Wednesday, November 12, 2008

Like their cattle on BLM land, family of ranchers stands firm

Don’t let the 1,000-pound weight difference fool you — burrowing desert tortoise and plodding cattle are both big grazers.

They both eat tender new shoots of wildflowers and grasses.

That’s why advocates for the tortoise say keeping cattle out of officially designated critical tortoise habitat, including parts of the proposed Gold Butte National Conservation Area, is so important.

Try telling that to the Bundy family, organic-melon farmers and cattle ranchers who have been grazing herds on federal land in the area since the late 1800s. The Bundys, led by family patriarch Cliven Bundy, have been back and forth – and in and out of court – with the Bureau of Land Management over their cattle for a decade and a half, according to records obtained under a Freedom of Information Act request by the Center for Biological Diversity.

Bundy admits he has cattle roaming free on federal land. But he claims to have forage and access rights to land in the Gold Butte area and own range improvements there.

According to BLM records that were part of the request, however, all of Bundy’s rights have been terminated.

The Bundy family is one of a handful of Nevada ranching families whose cattle might still trespass on federal land. They’re throwbacks to the Sagebrush Rebellion, whose members wanted state and local governments to take control of federal lands in several Western states.

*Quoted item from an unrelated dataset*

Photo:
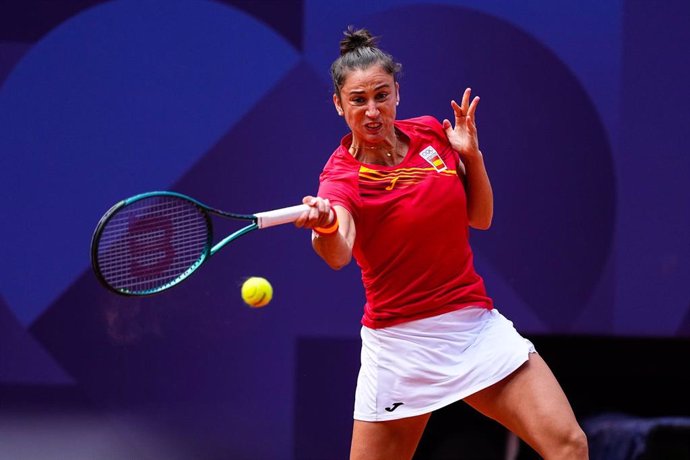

“These cases, some of them, have been going on for decades,” said JoLynn Worley, BLM spokeswoman. Although most of the cases have been resolved over time, she said, Bundy’s has not.

As Rob Mrowka, public lands conservation advocate for the Center for Biological Diversity, sees it, the law is clear and the cattle should have been cleared out of Gold Butte long ago. Because they compete with the tortoise for food in an unforgiving desert, “the tortoises are being put at risk when the law ... says they shouldn’t.”

The cattle aren’t just a problem for the tortoises, though. They’re also setting back efforts to restore and replant areas of Gold Butte scorched by 2005 wildfires, said Angie Lara, the BLM’s Las Vegas Field Office manager. The cows trample and feed on the tender young plants the BLM has planted in the fire-ravaged areas.

That, in turn, sets the area up for future wildfires, by priming the ground for highly flammable, nonnative grasses, Kirsten Cannon, a spokeswoman for the BLM, said.

“The concern is that as native plants are reestablishing themselves, the soil is especially delicate,” she said. “The crust is rebroken and it offers an opportunity for invasive species to come back in.”

Nevada ranchers hold about 700 legal livestock grazing permits with the BLM in the state.

But the Bundys lost the right to graze cattle in the area in the early ’90s after they stopped paying grazing permit fees, according to records. About the same time, Clark County bought up the rest of the grazing rights in the area to create a safe home for the tortoise. But since then, the BLM has documented cattle there bearing the Bundy brand on numerous occasions.

Many of the cattle grazing today have no brands, which makes it impossible to prove they’re Bundy cattle, according to the BLM.

Officials might just want to ask Bundy, however. He told the Sun about two dozen of his cattle are roaming free in the adjacent Lake Mead National Recreation Area, where they are also prohibited from grazing.

But no matter who owns the cattle tromping around Gold Butte or how they got there, they need to be removed from Gold Butte, various federal agencies and conservation groups agree.

But the BLM’s Las Vegas Field Office manager said it isn’t as simple as just rounding up the cattle and auctioning them off. The BLM is working with several state and federal agencies, including the National Park Service, which oversees the Lake Mead National Recreation Area, to figure out how to get the cattle out of tortoise territory.

Bundy said that if the BLM attempts to remove the cattle he will contact the sheriff, and we could have an old-fashioned range war stand-off on our hands.